*************************************************
Comparison of Networking Solutions for Kubernetes
*************************************************

Kubernetes requires that each container in a cluster has a unique, routable IP. Kubernetes doesn't assign IPs itself, leaving the task to third-party solutions.

In this study, our goal was to find the solution with the lowest latency, highest throughput, and the lowest setup cost. Since our load is latency-sensitive, our intent is to measure high percentile latencies at relatively high network utilization. We particularly focused on the performance under 30–50% of the maximum load, because we think this best represents the most common use cases of a non-overloaded system.


.. toctree::
    :maxdepth: 3
    :hidden:

    self


.. todo:: What are acceptable values for us?

.. todo::

    The testing scenarios or the general outline does not suggest that we're latency sensitive.

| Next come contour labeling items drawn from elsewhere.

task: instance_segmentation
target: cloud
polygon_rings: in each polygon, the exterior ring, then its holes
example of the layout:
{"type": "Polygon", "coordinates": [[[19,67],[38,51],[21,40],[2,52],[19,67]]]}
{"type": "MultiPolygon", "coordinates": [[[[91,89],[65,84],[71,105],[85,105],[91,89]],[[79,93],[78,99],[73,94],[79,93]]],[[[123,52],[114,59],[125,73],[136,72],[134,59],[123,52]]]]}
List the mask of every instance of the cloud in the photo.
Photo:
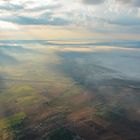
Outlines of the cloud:
{"type": "Polygon", "coordinates": [[[140,0],[116,0],[122,4],[130,5],[130,6],[135,6],[135,7],[140,7],[140,0]]]}
{"type": "Polygon", "coordinates": [[[68,25],[70,22],[60,17],[27,17],[27,16],[16,16],[3,18],[2,20],[12,22],[20,25],[68,25]]]}
{"type": "Polygon", "coordinates": [[[105,0],[83,0],[85,4],[98,5],[104,3],[105,0]]]}

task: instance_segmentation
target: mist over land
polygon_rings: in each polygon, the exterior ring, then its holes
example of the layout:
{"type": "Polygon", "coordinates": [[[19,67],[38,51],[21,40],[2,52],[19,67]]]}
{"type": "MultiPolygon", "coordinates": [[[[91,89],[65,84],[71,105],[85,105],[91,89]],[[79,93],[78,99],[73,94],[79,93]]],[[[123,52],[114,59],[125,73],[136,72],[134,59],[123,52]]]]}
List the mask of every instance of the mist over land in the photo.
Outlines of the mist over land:
{"type": "Polygon", "coordinates": [[[0,41],[0,138],[138,140],[139,44],[0,41]]]}

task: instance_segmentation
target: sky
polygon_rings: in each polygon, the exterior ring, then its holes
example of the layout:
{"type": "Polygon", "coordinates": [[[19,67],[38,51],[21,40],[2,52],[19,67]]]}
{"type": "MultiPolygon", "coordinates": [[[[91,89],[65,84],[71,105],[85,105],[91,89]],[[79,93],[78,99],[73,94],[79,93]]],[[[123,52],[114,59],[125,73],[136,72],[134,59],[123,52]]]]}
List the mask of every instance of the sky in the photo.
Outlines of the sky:
{"type": "Polygon", "coordinates": [[[140,38],[140,0],[0,0],[0,39],[140,38]]]}

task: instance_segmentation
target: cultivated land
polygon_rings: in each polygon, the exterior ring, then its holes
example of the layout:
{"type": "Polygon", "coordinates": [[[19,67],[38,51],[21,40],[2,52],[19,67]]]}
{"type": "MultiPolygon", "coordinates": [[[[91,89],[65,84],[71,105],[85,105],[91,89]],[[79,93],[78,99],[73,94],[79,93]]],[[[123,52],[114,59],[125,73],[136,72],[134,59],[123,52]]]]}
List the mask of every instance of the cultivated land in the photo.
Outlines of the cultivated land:
{"type": "Polygon", "coordinates": [[[0,43],[0,140],[139,140],[140,48],[47,43],[0,43]]]}

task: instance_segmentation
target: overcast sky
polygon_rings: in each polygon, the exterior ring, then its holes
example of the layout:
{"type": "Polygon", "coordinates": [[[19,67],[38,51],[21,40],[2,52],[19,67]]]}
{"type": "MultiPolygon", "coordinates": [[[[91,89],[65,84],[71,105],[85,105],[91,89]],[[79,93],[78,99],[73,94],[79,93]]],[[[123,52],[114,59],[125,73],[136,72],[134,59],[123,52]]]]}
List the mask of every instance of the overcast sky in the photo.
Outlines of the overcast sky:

I'd add that, saying something that since our load is latency-sensitive, our intent is to measure high percentile latencies at relatively high network utilization. This might provide better context to understand our load testing intent.


Competitors
===========


.. _reference:

Docker with ``--net=host``
--------------------------

This was our reference setup. All other competitors are compared against this setup.

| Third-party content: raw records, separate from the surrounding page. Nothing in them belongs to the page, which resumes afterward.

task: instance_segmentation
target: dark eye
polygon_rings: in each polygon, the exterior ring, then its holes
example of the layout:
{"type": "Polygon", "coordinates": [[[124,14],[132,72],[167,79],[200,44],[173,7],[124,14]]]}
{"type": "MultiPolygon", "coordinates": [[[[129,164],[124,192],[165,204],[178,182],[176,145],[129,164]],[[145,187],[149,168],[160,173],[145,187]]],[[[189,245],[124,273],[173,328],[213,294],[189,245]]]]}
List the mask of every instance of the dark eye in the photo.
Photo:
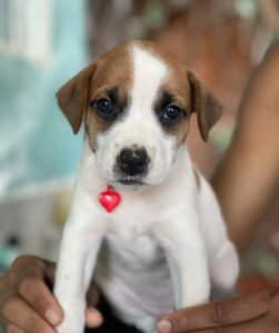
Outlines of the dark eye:
{"type": "Polygon", "coordinates": [[[176,123],[182,117],[182,111],[177,105],[169,105],[165,109],[161,120],[165,124],[176,123]]]}
{"type": "Polygon", "coordinates": [[[97,109],[99,112],[109,115],[112,112],[112,103],[108,99],[100,99],[97,101],[97,109]]]}

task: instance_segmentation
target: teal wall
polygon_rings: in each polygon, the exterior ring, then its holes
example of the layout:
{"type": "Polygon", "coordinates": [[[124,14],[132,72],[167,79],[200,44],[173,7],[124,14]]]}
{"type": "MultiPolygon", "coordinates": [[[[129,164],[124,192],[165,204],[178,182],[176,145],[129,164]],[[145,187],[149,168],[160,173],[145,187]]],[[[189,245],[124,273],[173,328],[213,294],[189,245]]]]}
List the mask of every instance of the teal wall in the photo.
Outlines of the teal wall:
{"type": "MultiPolygon", "coordinates": [[[[84,63],[84,3],[50,0],[52,47],[46,64],[0,51],[0,196],[73,175],[81,133],[58,110],[54,93],[84,63]]],[[[1,8],[0,8],[1,10],[1,8]]]]}

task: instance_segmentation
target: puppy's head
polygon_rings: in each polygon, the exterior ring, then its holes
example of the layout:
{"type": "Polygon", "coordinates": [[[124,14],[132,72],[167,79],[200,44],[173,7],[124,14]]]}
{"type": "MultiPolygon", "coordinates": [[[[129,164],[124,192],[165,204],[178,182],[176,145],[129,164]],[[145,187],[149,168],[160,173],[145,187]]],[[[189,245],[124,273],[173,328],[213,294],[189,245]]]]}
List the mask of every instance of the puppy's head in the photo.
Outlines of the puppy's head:
{"type": "Polygon", "coordinates": [[[120,44],[57,93],[77,133],[84,121],[100,175],[140,189],[168,175],[196,112],[205,141],[221,107],[197,77],[158,44],[120,44]]]}

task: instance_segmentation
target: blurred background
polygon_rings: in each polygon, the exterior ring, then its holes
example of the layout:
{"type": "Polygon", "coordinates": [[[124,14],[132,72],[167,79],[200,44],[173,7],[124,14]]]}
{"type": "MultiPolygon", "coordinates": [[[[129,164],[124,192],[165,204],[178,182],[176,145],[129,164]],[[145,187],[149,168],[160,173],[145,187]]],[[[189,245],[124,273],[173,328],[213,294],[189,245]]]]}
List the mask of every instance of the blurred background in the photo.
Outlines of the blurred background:
{"type": "MultiPolygon", "coordinates": [[[[188,139],[210,176],[243,87],[278,37],[278,0],[0,0],[0,274],[19,253],[57,258],[82,140],[56,104],[61,84],[121,41],[160,42],[225,105],[209,143],[195,119],[188,139]]],[[[243,256],[243,290],[279,272],[278,216],[279,203],[243,256]]]]}

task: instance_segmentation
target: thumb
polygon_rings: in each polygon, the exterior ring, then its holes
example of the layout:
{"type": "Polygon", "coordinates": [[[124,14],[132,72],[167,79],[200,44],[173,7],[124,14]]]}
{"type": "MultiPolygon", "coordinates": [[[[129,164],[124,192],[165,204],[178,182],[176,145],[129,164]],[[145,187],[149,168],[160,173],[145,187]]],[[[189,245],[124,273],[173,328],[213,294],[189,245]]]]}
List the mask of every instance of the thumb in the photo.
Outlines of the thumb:
{"type": "Polygon", "coordinates": [[[103,323],[103,317],[97,309],[88,307],[86,311],[86,323],[88,327],[96,329],[103,323]]]}

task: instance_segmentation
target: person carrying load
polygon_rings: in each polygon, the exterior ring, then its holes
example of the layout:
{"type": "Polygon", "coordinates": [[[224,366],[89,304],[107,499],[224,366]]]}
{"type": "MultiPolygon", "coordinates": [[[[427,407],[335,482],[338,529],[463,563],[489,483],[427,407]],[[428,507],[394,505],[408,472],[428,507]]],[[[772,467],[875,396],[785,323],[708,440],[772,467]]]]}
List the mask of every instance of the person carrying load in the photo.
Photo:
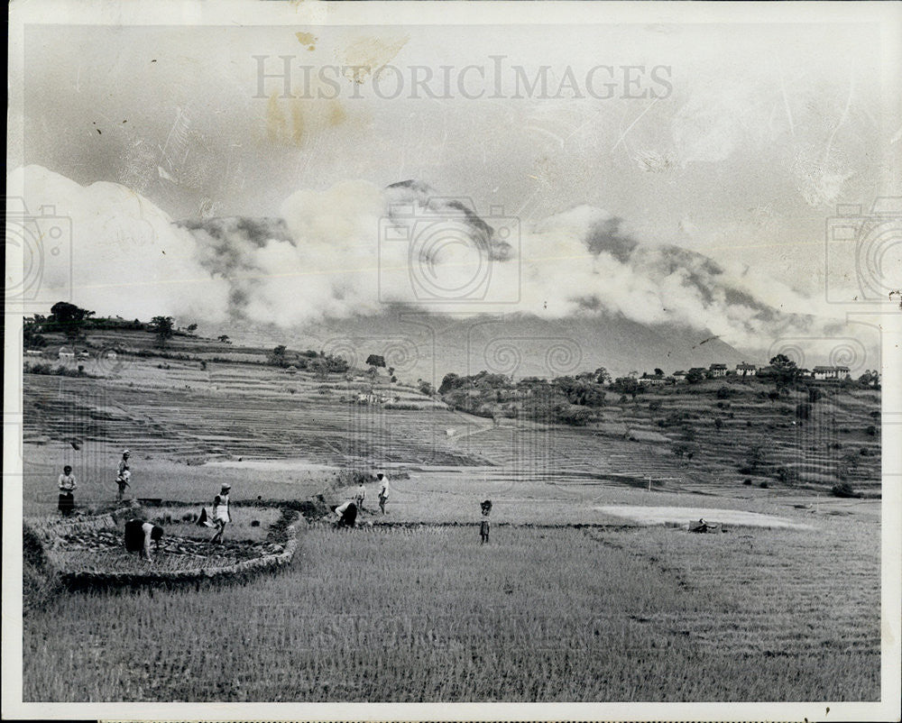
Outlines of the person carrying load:
{"type": "Polygon", "coordinates": [[[211,543],[215,542],[222,545],[226,526],[232,521],[228,500],[228,493],[231,490],[232,485],[223,483],[219,494],[213,499],[213,524],[216,528],[216,533],[210,538],[211,543]]]}
{"type": "Polygon", "coordinates": [[[119,492],[116,495],[115,501],[122,502],[122,497],[125,493],[125,488],[131,487],[128,483],[129,480],[132,479],[132,471],[128,466],[129,451],[125,450],[122,453],[122,459],[119,460],[119,464],[115,468],[115,483],[119,485],[119,492]]]}
{"type": "Polygon", "coordinates": [[[130,519],[125,523],[125,550],[129,553],[143,553],[144,558],[151,557],[151,543],[156,543],[160,549],[160,540],[163,536],[163,528],[159,525],[152,525],[143,519],[130,519]]]}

The `--net=host <https://docs.docker.com/engine/reference/run/#network-settings>`__ option means that containers inherit the IPs of their host machines, i.e. no network containerization is involved.

A priori, no network containerization performs better than any network containerization; this is why we used this setup as a reference.


.. _flannel:

Flannel
-------

`Flannel <https://github.com/coreos/flannel>`__  is a virtual network solution maintained by the `CoreOS <https://coreos.com>`__ project. It's a well-tested, production ready solution, so it has the lowest setup cost.

When you add a machine with flannel to the cluster, flannel does three things:

#.  Allocates a subnet for the new machine using `etcd <https://github.com/coreos/etcd>`__
#.  Creates a virtual `bridge interface <http://www.linuxfoundation.org/collaborate/workgroups/networking/bridge>`__ on the machine (called *docker0 bridge*)
#.  Sets up a packet forwarding `backend <https://github.com/coreos/flannel#backends>`__:

    ``aws-vpc``
        Register the machine subnet in the Amazon AWS instance table. The number of records in this table is limited by 50, i.e. you can't have more than 50 machines in a cluster if you use flannel with ``aws-vpc``. Also, this backend works only with Amazon's AWS.

    ``host-gw``
        Create IP routes to subnets via remote machine IPs. Requires direct layer2 connectivity between hosts running flannel.

    ``vxlan``
        Create a virtual `VXLAN interface <https://en.wikipedia.org/wiki/Virtual_Extensible_LAN>`__.

Because flannel uses a bridge interface to forward packets, each packet goes through two network stacks when travelling from one container to another.

.. todo:: Put a picture here.


.. _ipvlan:

IPvlan
------
`IPvlan <https://www.kernel.org/doc/Documentation/networking/ipvlan.txt>`__ is driver in the Linux kernel that lets you create virtual interfaces with unique IPs without having to use a bridge interface.

To assign an IP to a container with IPvlan you have to:

#.  Create a container without a network interface at all
#.  Create an ipvlan interface in the default network namespace
#.  Move the interface to the container's network namespace

IPvlan is a relatively new solution, so there are no ready-to-use tools to automate this process. This makes it difficult to deploy IPvlan with many machines and containers, i.e. the setup cost is high.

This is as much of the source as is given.